Even if THE FORCE AWAKENS is a textbook example of script recycling, it nonetheless proves highly entertaining. That’s due in no small part to the new characters and the actors playing them. Daisy Ridley, John Boyega, and Oscar Isaac make fine new heroes for the audience to root for, and Adam Driver gives us a more emotionally complex and sympathetic villain that Darth Vader was (at least when audiences first met him in A NEW HOPE). As for the old cast, Harrison Ford’s Han Solo is really the only one who plays a major role, but it’s everything fans could have hoped for. Ford even seems like he wanted to be there, something that can’t be said about a lot of his film roles in the last few decades. But yes, Princess Leia (Carrie Fisher), Chewbacca (Peter Mayhew), C3PO (Anthony Daniels), R2D2 (Kenny Baker), and even Luke Skywalker (Mark Hammil) are present in varying degrees, too.
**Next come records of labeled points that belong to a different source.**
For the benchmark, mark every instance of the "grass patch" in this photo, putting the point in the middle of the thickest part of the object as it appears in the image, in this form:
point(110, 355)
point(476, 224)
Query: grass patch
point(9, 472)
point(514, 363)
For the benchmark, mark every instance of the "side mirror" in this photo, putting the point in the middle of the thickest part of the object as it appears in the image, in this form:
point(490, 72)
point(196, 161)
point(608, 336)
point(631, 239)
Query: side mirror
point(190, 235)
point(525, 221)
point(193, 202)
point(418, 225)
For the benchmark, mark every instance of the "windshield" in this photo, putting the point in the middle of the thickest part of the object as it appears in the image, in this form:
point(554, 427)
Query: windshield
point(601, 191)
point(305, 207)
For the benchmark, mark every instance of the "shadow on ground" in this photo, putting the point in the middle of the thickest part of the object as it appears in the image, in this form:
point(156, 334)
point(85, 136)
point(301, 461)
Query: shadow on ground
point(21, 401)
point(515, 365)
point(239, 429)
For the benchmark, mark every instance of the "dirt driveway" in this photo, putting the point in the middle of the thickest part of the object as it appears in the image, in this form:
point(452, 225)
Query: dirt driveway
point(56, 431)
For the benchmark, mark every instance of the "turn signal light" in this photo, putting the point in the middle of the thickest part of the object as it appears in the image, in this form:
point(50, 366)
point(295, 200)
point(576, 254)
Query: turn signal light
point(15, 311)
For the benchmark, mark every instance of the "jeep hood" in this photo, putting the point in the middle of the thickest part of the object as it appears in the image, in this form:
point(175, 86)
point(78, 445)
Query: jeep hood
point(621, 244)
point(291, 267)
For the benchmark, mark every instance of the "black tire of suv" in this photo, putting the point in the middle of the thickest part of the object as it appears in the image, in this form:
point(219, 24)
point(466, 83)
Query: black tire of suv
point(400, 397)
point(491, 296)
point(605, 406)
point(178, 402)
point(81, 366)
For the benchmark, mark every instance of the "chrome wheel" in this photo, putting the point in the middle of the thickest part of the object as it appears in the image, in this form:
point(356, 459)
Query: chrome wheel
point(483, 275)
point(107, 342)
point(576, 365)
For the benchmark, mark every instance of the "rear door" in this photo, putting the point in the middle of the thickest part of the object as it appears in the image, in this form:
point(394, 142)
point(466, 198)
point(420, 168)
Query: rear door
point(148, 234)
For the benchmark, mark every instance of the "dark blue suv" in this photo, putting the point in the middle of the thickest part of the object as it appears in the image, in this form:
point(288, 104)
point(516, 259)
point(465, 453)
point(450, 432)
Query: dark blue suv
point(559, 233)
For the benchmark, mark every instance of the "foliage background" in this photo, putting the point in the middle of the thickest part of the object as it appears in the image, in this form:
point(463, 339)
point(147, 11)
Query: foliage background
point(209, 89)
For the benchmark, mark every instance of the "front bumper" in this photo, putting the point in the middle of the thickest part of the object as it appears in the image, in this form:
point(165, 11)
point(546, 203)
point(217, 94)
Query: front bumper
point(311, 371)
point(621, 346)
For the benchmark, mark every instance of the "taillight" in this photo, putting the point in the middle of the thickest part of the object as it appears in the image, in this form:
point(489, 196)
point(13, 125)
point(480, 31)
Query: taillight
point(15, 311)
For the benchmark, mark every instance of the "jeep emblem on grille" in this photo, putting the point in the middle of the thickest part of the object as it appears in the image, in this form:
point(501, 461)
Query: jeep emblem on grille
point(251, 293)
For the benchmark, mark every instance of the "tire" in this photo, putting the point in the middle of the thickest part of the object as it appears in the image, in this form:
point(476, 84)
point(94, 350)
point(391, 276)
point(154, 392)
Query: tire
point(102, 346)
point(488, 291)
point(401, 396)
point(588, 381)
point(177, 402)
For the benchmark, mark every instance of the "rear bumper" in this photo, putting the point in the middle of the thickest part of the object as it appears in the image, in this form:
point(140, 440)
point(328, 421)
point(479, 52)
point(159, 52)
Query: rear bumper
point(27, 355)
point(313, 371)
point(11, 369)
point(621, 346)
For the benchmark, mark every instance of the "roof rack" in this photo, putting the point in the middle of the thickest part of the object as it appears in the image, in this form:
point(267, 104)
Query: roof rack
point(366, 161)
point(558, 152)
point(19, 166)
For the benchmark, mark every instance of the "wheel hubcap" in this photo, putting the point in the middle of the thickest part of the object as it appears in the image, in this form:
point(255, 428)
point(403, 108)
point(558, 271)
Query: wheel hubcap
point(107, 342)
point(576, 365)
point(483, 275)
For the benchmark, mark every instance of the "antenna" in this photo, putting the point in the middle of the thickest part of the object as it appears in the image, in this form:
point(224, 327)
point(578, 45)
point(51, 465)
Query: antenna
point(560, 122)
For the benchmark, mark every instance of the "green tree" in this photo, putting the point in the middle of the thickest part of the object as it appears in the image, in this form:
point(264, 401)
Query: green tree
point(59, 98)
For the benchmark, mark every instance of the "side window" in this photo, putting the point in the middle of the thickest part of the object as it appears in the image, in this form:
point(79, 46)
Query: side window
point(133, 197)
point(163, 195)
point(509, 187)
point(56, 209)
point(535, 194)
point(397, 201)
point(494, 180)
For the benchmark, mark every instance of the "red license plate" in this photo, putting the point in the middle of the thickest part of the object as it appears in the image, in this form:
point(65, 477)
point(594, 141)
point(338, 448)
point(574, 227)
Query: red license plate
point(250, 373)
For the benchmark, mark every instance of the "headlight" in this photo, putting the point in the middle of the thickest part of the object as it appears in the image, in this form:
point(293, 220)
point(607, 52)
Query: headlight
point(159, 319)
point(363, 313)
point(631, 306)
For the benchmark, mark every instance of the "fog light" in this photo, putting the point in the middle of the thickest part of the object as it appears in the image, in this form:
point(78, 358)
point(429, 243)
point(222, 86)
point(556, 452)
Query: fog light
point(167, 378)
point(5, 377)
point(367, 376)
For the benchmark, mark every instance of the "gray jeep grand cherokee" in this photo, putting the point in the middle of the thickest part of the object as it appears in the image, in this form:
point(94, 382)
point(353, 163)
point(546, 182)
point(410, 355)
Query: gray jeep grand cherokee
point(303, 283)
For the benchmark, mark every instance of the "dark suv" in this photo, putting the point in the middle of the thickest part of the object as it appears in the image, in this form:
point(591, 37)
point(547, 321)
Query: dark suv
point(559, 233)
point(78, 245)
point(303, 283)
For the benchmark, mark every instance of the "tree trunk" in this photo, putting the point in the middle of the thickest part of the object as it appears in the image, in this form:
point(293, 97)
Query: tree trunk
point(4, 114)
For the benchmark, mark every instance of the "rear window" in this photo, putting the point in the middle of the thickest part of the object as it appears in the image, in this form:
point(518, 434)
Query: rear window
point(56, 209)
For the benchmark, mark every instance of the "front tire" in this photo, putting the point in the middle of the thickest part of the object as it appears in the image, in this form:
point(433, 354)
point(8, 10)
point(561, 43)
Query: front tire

Of course, the film also makes considerable use of special effects and delivers a number of thrilling action scenes. We’d expect no less. Thankfully, it’s not the mind numbing overkill of the prequels in this regard, though. Director J. J. Abrams paces his film well, giving us plenty of character development and plot between the space battles and lightsaber fights.

If you’ve never been a STAR WARS fan up until now, this isn’t going to change your mind. However, if you’re like me (and a good many others) and felt disappointed by the prequels and George Lucas’ incessant tinkering with Episodes IV through VI, this is a welcome return to the “lived in universe” feel and classic storytelling that made us fans in the first place. There’s no way it can have the same impact that seeing the original STAR WARS in a theater in 1977 when I was a mere 7 years old did, but on its own terms it’s pretty damn entertaining. 3 out of 4 stars.